Helloooo there. Who is that devilishly handsome babe in the mirror? Why, it’s that same blackguard that head-butted me in the nursing lounge on Sunday! I was simply trying to get better acquainted and the bloke took it much too seriously. Luckily my screams carried clear through the whole building, alerting everyone to the presence of a head-butting maniac with some bizarre mismatched outfit on. His mother probably hadn’t counted on him pooping his pants during Sacrament meeting and then realizing that the “backup pants” were actually another pair of pooped pants from the day before.
Hold on a moment… I pat the adoring Dadslave, and he pats the Dadslave… could that be me?
Huh, I thought I was chubbier than that.
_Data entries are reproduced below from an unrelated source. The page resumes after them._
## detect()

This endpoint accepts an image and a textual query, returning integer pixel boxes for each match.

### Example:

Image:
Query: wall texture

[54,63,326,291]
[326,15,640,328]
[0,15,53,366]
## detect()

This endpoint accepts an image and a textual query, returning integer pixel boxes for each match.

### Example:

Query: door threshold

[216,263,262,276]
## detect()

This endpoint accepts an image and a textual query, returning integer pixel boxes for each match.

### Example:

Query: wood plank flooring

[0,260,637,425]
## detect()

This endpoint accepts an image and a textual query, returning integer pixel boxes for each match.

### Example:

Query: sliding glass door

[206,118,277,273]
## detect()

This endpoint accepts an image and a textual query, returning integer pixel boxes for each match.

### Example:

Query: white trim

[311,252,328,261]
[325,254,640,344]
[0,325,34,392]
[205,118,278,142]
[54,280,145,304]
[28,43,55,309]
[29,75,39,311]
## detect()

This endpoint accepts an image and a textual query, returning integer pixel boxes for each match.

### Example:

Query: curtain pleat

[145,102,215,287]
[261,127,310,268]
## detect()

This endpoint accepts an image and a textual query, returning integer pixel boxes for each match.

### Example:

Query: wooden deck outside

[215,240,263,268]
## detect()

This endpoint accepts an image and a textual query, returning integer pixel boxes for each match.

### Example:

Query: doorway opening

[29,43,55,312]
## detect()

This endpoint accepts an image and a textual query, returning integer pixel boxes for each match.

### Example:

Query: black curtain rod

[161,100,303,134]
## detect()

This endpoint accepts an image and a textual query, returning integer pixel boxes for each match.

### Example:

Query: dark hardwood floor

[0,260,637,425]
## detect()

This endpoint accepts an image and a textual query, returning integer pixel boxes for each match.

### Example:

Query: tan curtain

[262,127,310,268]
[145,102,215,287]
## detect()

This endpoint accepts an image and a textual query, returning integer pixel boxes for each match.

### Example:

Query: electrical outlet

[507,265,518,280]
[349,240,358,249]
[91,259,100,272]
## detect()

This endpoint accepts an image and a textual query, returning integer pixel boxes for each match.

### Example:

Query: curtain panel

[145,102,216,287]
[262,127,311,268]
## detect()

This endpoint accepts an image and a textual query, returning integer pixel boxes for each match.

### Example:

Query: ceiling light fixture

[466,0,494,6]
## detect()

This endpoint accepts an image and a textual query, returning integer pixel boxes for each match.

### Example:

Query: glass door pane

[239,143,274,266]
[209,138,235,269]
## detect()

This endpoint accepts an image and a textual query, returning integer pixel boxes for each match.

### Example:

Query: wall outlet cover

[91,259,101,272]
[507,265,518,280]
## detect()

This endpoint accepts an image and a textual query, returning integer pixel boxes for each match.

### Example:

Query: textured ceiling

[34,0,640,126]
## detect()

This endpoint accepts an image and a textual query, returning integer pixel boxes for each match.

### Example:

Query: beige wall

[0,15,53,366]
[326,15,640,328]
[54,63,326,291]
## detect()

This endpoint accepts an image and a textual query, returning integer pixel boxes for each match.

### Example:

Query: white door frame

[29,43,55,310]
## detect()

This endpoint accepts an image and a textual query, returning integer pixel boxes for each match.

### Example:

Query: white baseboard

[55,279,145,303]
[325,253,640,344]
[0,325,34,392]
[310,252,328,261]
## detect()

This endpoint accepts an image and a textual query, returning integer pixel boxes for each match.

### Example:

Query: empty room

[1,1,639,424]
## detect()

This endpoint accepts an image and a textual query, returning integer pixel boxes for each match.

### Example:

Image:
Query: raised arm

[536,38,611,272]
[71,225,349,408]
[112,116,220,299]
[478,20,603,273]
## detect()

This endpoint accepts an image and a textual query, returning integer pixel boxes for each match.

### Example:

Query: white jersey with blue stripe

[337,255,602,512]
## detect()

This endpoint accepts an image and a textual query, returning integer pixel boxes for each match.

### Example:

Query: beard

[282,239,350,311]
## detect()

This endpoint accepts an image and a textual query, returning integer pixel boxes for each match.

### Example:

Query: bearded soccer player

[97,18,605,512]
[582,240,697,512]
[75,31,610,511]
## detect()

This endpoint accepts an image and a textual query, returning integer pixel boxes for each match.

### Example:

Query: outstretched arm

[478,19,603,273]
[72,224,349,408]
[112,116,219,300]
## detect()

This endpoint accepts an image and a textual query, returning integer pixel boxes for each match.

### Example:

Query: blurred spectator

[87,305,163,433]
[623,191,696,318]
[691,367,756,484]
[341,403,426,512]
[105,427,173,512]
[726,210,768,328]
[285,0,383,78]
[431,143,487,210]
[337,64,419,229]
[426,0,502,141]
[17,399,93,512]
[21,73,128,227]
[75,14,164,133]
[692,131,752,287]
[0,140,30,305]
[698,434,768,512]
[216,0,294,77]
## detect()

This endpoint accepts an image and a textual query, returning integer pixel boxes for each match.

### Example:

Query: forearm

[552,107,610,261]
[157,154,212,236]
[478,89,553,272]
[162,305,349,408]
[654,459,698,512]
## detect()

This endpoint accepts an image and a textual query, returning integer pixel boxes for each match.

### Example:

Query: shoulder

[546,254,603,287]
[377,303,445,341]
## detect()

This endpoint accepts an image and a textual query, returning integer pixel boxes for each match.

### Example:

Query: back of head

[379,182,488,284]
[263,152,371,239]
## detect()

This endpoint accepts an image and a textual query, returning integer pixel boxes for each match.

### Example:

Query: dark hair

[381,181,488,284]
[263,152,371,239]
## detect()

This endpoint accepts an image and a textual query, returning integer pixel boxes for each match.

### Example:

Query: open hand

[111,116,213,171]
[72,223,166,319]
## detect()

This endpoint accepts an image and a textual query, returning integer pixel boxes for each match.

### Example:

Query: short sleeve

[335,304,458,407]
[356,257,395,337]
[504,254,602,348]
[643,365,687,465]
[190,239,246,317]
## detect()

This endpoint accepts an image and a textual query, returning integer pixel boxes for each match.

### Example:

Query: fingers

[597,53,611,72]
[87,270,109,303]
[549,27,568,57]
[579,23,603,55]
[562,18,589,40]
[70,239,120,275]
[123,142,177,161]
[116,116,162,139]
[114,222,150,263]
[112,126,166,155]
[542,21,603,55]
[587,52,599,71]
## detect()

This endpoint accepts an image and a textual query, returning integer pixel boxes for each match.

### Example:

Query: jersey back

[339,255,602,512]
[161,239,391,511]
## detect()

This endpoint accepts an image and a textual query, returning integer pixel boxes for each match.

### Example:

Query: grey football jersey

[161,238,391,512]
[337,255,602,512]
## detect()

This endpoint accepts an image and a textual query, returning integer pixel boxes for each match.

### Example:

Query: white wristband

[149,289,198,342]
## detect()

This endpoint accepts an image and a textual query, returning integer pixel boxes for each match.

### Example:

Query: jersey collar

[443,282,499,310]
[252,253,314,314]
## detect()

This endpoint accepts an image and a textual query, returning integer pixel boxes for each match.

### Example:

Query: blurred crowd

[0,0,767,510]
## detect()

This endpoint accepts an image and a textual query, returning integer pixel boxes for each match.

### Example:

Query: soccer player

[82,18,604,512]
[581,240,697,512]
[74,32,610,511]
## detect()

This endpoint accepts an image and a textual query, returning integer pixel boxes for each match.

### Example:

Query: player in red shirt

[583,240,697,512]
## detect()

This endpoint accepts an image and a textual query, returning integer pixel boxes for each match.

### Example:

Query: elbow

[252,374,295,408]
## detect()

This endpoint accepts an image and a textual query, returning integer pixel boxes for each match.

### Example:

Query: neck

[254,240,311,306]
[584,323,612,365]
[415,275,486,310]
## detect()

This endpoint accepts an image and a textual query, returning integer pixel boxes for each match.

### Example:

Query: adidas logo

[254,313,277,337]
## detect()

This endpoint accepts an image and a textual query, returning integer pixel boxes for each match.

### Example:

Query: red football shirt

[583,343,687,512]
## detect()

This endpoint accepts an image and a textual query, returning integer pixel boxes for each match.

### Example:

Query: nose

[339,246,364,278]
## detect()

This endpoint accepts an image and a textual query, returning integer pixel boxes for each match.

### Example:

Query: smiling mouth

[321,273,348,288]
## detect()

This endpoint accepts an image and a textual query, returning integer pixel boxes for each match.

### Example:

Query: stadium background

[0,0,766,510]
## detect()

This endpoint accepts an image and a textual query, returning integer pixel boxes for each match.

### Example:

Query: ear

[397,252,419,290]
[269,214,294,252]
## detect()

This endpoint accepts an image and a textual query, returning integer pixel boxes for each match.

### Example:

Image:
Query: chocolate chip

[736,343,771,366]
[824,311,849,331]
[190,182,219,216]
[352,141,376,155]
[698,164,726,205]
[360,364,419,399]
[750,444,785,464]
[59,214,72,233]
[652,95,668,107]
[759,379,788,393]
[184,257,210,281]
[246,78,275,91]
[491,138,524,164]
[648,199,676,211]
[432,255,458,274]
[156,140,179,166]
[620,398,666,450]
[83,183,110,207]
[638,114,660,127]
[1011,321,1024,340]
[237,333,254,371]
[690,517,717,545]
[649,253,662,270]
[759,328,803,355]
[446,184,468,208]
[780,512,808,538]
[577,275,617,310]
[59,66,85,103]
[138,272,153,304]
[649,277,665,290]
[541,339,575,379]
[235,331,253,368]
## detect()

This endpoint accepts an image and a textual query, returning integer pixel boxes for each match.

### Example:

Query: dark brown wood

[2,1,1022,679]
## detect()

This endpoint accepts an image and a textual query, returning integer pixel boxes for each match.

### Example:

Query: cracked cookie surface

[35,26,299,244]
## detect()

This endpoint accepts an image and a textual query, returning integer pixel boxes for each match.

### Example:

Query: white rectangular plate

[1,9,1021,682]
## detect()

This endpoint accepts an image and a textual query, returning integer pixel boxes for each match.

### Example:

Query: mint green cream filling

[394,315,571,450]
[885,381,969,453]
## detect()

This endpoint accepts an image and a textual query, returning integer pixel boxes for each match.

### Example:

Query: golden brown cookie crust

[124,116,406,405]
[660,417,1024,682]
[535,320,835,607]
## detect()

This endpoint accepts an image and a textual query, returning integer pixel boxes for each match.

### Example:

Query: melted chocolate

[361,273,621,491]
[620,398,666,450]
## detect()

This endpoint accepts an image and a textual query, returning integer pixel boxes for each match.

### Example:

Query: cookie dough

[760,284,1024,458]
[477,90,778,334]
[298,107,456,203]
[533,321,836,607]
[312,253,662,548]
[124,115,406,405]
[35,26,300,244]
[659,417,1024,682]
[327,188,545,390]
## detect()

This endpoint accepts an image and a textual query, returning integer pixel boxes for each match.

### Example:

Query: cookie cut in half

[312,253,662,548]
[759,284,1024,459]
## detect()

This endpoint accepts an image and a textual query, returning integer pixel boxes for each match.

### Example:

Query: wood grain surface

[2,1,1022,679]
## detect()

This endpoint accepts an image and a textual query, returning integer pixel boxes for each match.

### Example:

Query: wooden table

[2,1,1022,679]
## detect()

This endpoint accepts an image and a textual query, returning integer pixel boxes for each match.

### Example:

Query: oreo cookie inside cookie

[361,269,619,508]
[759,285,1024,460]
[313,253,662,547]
It’s all anyone ever tells me- “Oh Eli, you’re so squishy. Eli, you’re so soft”. Ha. Shameless flattery.
Oh well, at least I have decent hair for a change- not that patchy baldness that matched mom. Her hair is EVERYWHERE in here, come to think of it. How does she even have any left on her head for me to yank on? I guess when it’s all gone there’s always her earrings.
And look! There’s a tooth! So that’s why mom has suddenly become so dreadfully keen on weaning me. Well, the jokes on her. With formula and mashed sweet potatoes in my stomach I can cause ever so much more unpleasantness in the diaper region. I’m rather proud of the expressions of horror I’ve managed to procure from her in the past few days.
There’s the mother now. Hello darling, care for some drool?